Due to the selection and ratios of the additives’ influence on the quality of bacterial agents during the preparation process, the immobilized additives became the focus of research in successful bioaugmentation [30]. Baoliang Chen et al. showed that the type of additive is the key factor affecting the target effect of the bacterial agent, and the additives are intended to offer a protective niche for inoculated microbes and hence reduce competition with indigenous microorganisms [31]. Tapia-Olivares et al. demonstrated that the physical interaction between cells and the surface of adhesives impacts the survival and viability of inoculants [32]. Bailey et al. used starch as an additive to prepare the bacterial agents that enhanced the strain survival rate, water retention, and rhizosphere colonization rate compared to those in free microorganisms [33]. Cheng et al. found that the presence of bran in the additive of the bacterial agent greatly increased the percentage of bacterial biomass due to its availability as a supplementary carbon source for microorganisms [34]. In the present study, the number of viable bacteria in the optimal formula reached 7.5 × 1010 CFU/g, effectively verifying the feasibility of preparing bacterial agents using additives.
Interestingly, in this study, when there was only one additive, the type of additive significantly affected the viable bacteria count of the bacterial agent (Table 3), but the mass ratio of precipitate to additive had no significant effect on it, ranging from 1:4 to 1:8 (Table 2). When a variety of additives were used for the preparation of the bacterial agent, the effect of the ratio of bacterial precipitate to additives on the viable number of bacteria of the agent (Table 2) was greater than the effect of different ratios between additives on the viable number of bacteria of the agent (Table 3 and Table 4). The number of viable bacteria was significantly higher when the ratio of precipitate to additive was small, and the highest value of viable bacteria appears in the ratio of 1:4. For this reason, we chose smaller ratios (1:2); however, too-small amounts of additives could not effectively adsorb and protect the bacteria. Moreover, the fluidity of the bacterial mixture was too great and increased the difficulty of freeze-drying. Therefore, we believe that in the preparation of multi-series additives, it is not the accumulation of additive types or the increase in their mass that makes a high-quality formulation, but rather a relatively small amount of additives on the basis of adsorption, protection of the bacterium cells, and to obtain a high rate of cell release during re-solubilization. However, it should be in a moderate range and should be combined with the needs of the technology.

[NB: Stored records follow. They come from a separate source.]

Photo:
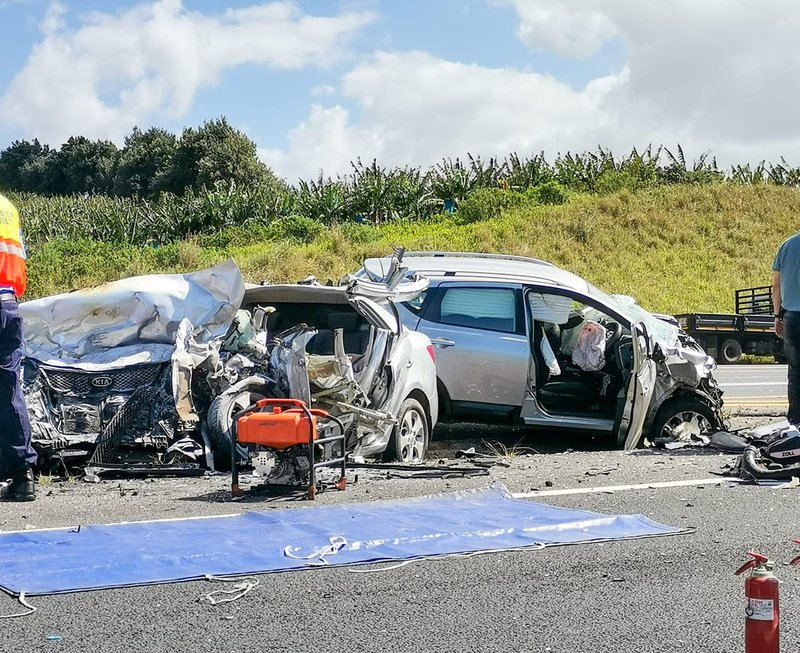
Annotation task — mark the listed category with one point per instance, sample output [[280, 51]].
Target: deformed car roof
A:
[[471, 266], [291, 292], [484, 267]]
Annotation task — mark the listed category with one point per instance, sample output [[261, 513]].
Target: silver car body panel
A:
[[131, 321], [462, 353], [680, 366]]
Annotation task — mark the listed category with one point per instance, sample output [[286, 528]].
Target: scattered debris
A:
[[153, 390], [768, 453]]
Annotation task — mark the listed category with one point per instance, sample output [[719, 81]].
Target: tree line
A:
[[150, 163], [159, 187]]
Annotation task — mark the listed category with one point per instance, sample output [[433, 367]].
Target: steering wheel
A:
[[614, 333]]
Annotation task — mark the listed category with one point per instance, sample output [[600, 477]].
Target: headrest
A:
[[347, 321]]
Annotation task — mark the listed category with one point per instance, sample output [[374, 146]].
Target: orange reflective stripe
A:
[[9, 221], [13, 269], [15, 249]]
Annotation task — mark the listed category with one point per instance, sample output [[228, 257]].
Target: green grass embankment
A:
[[683, 248]]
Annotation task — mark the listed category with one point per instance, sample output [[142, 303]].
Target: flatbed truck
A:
[[750, 329]]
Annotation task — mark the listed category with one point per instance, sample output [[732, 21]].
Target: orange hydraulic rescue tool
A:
[[280, 424]]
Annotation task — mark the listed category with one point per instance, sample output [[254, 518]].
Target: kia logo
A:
[[102, 382]]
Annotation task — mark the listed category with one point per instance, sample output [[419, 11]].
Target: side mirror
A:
[[260, 316]]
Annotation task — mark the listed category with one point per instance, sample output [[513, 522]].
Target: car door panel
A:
[[477, 365], [640, 389]]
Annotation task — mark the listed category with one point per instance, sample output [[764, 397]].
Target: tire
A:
[[730, 352], [220, 422], [686, 412], [410, 436]]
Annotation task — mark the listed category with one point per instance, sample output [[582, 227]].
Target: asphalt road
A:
[[752, 386], [668, 594]]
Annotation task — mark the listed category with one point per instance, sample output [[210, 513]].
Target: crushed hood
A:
[[133, 320]]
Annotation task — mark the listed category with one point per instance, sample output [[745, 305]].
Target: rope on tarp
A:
[[243, 585], [24, 603]]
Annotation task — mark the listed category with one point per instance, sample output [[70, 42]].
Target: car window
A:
[[480, 308], [417, 303]]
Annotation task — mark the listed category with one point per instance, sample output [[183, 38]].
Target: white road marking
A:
[[119, 523], [619, 488]]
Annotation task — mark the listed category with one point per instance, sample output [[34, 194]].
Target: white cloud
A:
[[714, 75], [576, 29], [119, 69], [416, 109]]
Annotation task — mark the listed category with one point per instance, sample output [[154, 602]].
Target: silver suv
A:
[[519, 339]]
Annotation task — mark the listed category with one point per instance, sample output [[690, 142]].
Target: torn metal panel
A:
[[130, 321]]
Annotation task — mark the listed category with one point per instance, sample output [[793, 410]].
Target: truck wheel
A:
[[730, 351]]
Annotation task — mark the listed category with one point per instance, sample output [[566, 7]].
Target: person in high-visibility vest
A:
[[17, 456]]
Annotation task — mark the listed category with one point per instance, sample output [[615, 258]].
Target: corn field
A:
[[472, 189]]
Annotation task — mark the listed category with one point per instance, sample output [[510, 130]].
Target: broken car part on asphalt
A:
[[150, 371], [770, 452]]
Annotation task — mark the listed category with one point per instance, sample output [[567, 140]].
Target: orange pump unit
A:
[[279, 429], [289, 429]]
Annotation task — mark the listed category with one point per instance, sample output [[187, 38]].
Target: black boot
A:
[[22, 487]]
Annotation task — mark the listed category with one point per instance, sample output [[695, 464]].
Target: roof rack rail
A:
[[497, 257]]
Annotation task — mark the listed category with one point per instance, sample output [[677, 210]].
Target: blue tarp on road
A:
[[97, 556]]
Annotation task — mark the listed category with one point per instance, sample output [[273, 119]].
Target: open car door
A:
[[640, 388]]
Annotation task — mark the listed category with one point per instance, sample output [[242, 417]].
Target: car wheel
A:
[[220, 422], [683, 418], [730, 352], [409, 440]]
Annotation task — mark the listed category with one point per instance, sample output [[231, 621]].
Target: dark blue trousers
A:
[[15, 428]]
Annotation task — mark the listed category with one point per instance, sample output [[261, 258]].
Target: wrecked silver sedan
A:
[[521, 340], [150, 371]]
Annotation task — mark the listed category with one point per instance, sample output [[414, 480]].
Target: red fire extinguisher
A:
[[762, 614]]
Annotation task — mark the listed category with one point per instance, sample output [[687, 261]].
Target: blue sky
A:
[[317, 83]]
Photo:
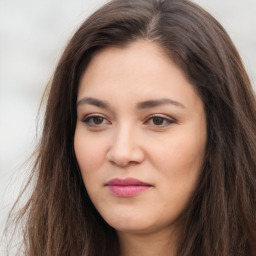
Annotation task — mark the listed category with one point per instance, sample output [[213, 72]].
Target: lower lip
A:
[[127, 190]]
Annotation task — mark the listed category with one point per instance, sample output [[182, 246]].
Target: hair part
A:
[[220, 218]]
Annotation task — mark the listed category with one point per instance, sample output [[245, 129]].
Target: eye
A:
[[95, 121], [159, 121]]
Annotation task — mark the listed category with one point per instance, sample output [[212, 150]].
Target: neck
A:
[[146, 245]]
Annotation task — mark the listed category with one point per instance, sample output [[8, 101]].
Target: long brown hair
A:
[[220, 219]]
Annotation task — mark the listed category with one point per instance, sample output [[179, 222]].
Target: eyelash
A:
[[164, 121], [167, 121], [90, 118]]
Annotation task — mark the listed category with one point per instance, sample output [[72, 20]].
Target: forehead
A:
[[141, 70]]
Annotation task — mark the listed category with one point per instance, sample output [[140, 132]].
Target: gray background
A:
[[32, 37]]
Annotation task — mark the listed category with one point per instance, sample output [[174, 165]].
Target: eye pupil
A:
[[98, 119], [158, 120]]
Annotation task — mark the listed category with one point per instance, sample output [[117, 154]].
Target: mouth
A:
[[128, 187]]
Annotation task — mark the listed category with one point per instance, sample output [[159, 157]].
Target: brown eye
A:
[[95, 121], [157, 120]]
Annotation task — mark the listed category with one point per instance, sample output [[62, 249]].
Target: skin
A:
[[160, 144]]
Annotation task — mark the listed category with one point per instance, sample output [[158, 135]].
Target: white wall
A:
[[32, 37]]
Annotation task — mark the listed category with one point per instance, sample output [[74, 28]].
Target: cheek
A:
[[87, 152]]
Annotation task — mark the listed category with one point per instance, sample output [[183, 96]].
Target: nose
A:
[[125, 148]]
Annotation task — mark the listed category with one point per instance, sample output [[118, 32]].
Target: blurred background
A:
[[33, 35]]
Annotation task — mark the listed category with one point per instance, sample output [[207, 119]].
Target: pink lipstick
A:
[[127, 187]]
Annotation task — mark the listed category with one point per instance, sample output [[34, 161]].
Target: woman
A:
[[149, 142]]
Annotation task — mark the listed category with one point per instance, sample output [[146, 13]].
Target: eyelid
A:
[[168, 119], [86, 119]]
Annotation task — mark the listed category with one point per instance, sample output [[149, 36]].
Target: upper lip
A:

3.2. Lignocellulosic Enzyme Activity of Bacterial Agents

We determined the lignocellulase activity of the three treatment formulations with the highest number of viable bacteria using single, two, and three additives. We found that the enzyme activity of both the J2 and J3 treatments was significantly higher than that of the J1 treatment (Figure 3). The highest filter paper enzyme activity of cellulase was 1.30 U/mL, 1.97 U/mL, and 2.40 U/mL in the J1, J2, and J3 treatments, respectively; the xylanase enzyme activity in treatment J3 was 4.53 U/mL, which was 2.4 and 1 times higher than the enzyme activity in J1 and J2 treatments, respectively; the manganese peroxidase activity of ligninase was high in all three treatments, with the highest enzyme activity in J3 treatment (261.33 U/L). In summary, the J3 treatment had the highest number of viable bacteria and lignocellulase activity than did the other treatments, indicating it was the optimal bacterial formulation with the potential to degrade corn stover.
Lignocellulase activity is one of the important parameters to evaluate the degradation capacity of stover, which can directly reflect the intensity of microbial metabolism during the decomposition of lignocellulose [35]. Studies have shown that the structure of lignin is complicated, and lignin can prevent contact between degrading enzymes and cellulose or hemicellulose. Therefore, the degradation of lignin is generally regarded as a rate-limiting step [36]. Enzyme degradation of lignin is the main reaction in the humification process. The changes in lignin-degrading enzyme activities can reflect the rate and degree of humification. Lignin degradation requires a variety of oxidases and peroxidases, including LiP, MnP, and laccase. Laccase is a copper-dependent polyphenol oxidase that oxidizes aromatic compounds and catalyzes the synthesis of humic acid from quinones and amino acids [37]. Zhu N et al. showed that high levels of FPase and xylanase degrade cellulose and hemicellulose to monosaccharides, providing a carbon source for microbial growth and that increased microbial biomass contributes to the production of lignin-degrading enzymes [38]. In summary, it is evident that the bacterial agent in this study has the potential to degrade corn stover due to its high level of lignocellulase.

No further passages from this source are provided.